A convivência durante o período de torneios esportivos é regida pela Constituição Federal, pelo Código Civil e pelos regulamentos específicos de cada edifício. No que diz respeito à estética externa, a instalação temporária de bandeiras e adornos temáticos nas varandas é permitida. A proibição ocorre em casos de alterações permanentes na fachada, como a pintura de paredes externas ou varandas, conduta vedada pelo artigo 1.336 do Código Civil.
Quanto ao comportamento e ruídos, a comemoração de gols é permitida, mas deve observar os limites de volume, especialmente após as 22h, período em que leis municipais de controle de ruído costumam ser mais rigorosas. O descumprimento dessas normas, especialmente em jogos disputados durante a madrugada, pode resultar em advertências e multas aos moradores.
A segurança é um ponto crítico da legislação condominial, que proíbe terminantemente o uso de fogos de artifício e rojões em janelas, varandas e áreas comuns, devido ao risco à integridade do prédio e à perturbação do sossego. Da mesma forma, é vedada a ocupação de corredores, escadas e rotas de fuga com móveis, televisores ou decorações, sendo proibida a transformação de áreas comuns em extensões das unidades privadas sem autorização da administração.

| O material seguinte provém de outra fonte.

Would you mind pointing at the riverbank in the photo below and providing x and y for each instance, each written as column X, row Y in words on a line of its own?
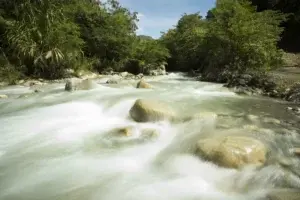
column 97, row 135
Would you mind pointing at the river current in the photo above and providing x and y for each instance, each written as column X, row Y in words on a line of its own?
column 55, row 145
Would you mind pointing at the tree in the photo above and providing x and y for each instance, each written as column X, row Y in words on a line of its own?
column 241, row 39
column 184, row 42
column 291, row 36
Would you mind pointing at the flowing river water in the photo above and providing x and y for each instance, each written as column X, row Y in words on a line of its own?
column 55, row 145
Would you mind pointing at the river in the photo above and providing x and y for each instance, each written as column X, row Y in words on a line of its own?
column 54, row 145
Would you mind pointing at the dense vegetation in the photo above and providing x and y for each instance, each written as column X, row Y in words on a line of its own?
column 291, row 36
column 233, row 38
column 43, row 38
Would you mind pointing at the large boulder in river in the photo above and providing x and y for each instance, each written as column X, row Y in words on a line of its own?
column 77, row 84
column 232, row 151
column 284, row 194
column 143, row 84
column 3, row 96
column 151, row 111
column 294, row 94
column 115, row 79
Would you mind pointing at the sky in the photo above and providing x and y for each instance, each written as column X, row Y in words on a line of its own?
column 160, row 15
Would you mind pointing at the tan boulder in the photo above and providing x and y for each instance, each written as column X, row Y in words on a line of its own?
column 3, row 96
column 124, row 131
column 143, row 84
column 232, row 151
column 202, row 116
column 284, row 194
column 77, row 84
column 150, row 111
column 150, row 133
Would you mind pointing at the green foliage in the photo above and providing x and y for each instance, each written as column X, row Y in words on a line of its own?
column 290, row 40
column 185, row 41
column 47, row 37
column 242, row 39
column 233, row 38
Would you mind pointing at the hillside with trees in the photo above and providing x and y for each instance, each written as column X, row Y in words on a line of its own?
column 233, row 39
column 42, row 39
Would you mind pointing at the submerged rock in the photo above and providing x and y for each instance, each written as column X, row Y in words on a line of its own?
column 150, row 111
column 139, row 76
column 77, row 84
column 232, row 151
column 143, row 84
column 114, row 80
column 3, row 96
column 293, row 94
column 125, row 131
column 284, row 194
column 202, row 116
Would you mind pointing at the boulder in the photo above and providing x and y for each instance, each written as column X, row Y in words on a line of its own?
column 201, row 116
column 32, row 83
column 232, row 151
column 150, row 111
column 140, row 75
column 124, row 74
column 77, row 84
column 115, row 79
column 284, row 194
column 150, row 134
column 293, row 94
column 296, row 151
column 143, row 84
column 125, row 131
column 3, row 96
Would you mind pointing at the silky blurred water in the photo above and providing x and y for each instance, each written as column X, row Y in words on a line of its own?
column 56, row 144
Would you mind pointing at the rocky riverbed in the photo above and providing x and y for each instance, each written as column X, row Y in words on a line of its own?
column 162, row 137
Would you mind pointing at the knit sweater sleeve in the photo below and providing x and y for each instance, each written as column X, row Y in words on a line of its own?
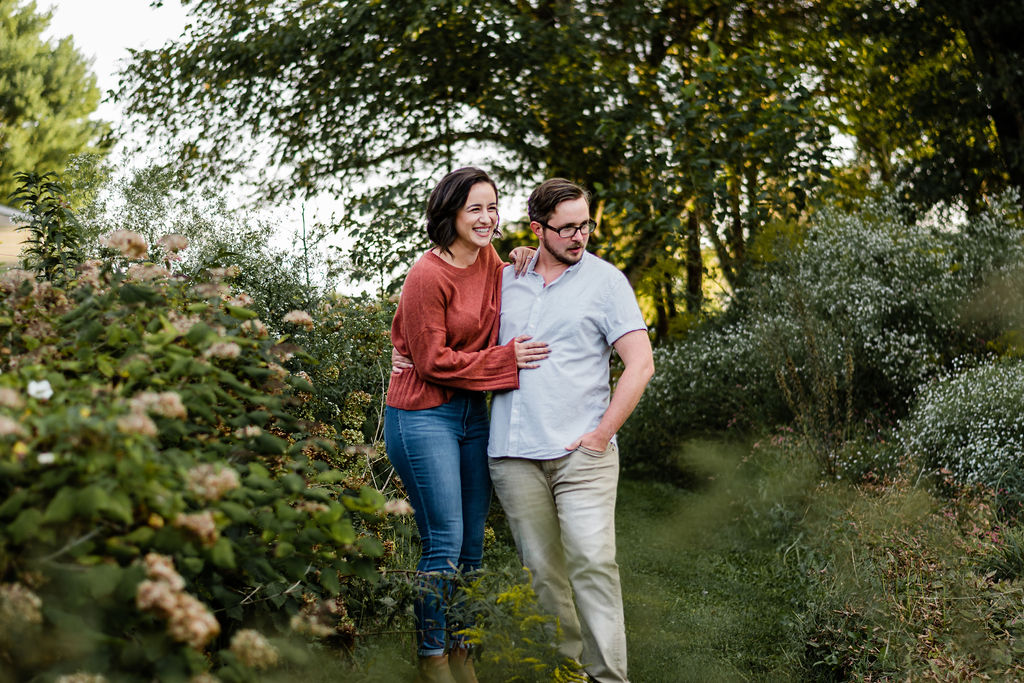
column 424, row 329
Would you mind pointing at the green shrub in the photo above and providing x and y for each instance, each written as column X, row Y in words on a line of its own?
column 971, row 425
column 842, row 325
column 162, row 491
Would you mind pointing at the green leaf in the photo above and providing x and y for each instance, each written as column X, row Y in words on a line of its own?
column 342, row 531
column 90, row 501
column 222, row 554
column 199, row 333
column 237, row 513
column 293, row 482
column 370, row 546
column 61, row 508
column 240, row 312
column 25, row 525
column 102, row 580
column 269, row 444
column 329, row 580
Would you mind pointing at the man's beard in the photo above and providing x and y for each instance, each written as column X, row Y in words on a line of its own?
column 560, row 256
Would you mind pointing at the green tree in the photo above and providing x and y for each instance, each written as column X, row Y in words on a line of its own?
column 47, row 94
column 348, row 93
column 931, row 91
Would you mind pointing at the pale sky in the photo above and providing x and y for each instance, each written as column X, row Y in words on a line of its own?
column 104, row 30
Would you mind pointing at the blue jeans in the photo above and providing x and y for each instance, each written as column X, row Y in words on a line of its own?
column 441, row 456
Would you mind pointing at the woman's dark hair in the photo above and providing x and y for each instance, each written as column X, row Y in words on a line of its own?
column 448, row 199
column 549, row 195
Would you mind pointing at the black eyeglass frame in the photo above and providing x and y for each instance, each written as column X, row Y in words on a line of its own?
column 583, row 228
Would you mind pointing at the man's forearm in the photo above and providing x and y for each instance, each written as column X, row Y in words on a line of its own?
column 628, row 391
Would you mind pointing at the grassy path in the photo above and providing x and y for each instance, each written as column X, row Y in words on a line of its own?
column 707, row 596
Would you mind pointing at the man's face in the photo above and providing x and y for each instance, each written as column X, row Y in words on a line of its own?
column 567, row 214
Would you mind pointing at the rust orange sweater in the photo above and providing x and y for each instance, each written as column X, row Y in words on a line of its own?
column 448, row 324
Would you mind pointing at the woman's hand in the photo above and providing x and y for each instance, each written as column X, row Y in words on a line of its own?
column 527, row 353
column 399, row 361
column 520, row 257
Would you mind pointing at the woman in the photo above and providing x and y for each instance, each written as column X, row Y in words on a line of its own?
column 436, row 419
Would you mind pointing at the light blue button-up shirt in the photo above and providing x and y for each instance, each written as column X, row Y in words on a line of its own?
column 581, row 314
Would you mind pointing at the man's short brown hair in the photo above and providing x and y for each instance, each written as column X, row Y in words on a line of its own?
column 549, row 195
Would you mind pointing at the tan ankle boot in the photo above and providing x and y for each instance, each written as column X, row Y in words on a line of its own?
column 434, row 670
column 462, row 666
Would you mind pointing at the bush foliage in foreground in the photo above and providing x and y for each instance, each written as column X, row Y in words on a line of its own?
column 160, row 488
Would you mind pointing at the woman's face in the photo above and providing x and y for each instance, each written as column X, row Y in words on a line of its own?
column 476, row 221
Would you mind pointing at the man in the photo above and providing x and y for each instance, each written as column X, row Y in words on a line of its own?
column 552, row 451
column 553, row 457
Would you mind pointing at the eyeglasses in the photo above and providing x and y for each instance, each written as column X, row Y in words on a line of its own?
column 566, row 231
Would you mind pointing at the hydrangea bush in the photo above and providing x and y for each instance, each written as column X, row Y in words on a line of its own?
column 162, row 486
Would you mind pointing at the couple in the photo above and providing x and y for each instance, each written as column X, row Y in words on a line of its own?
column 467, row 324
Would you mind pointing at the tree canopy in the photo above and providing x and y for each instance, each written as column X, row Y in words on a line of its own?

O uso de vestimentas temáticas, camisas de seleções ou clubes, é livre tanto nos apartamentos quanto nos espaços compartilhados, desde que respeitadas as normas gerais de vestimenta do condomínio, como a proibição de roupas de banho em áreas secas.
Sobre a logística de estacionamento, o morador tem a prerrogativa de utilizar sua vaga de garagem ou cedê-la a convidados, devendo apenas observar as regras de ocupação e, se necessário, informar a portaria.
Para a utilização de áreas de lazer, é obrigatório respeitar a capacidade máxima de pessoas definida para cada ambiente, visando a preservação da estrutura e a prevenção de incêndios. O excesso de público nesses locais pode acarretar penalidades administrativas.
Eventuais conflitos relacionados à reserva de espaços comuns devem ser solucionados pelo síndico. Cabe ressaltar que o condômino é legalmente responsável por danos causados ao patrimônio do edifício, seja por atos próprios ou de seus convidados, estando sujeito a multas e medidas nas esferas cível e criminal.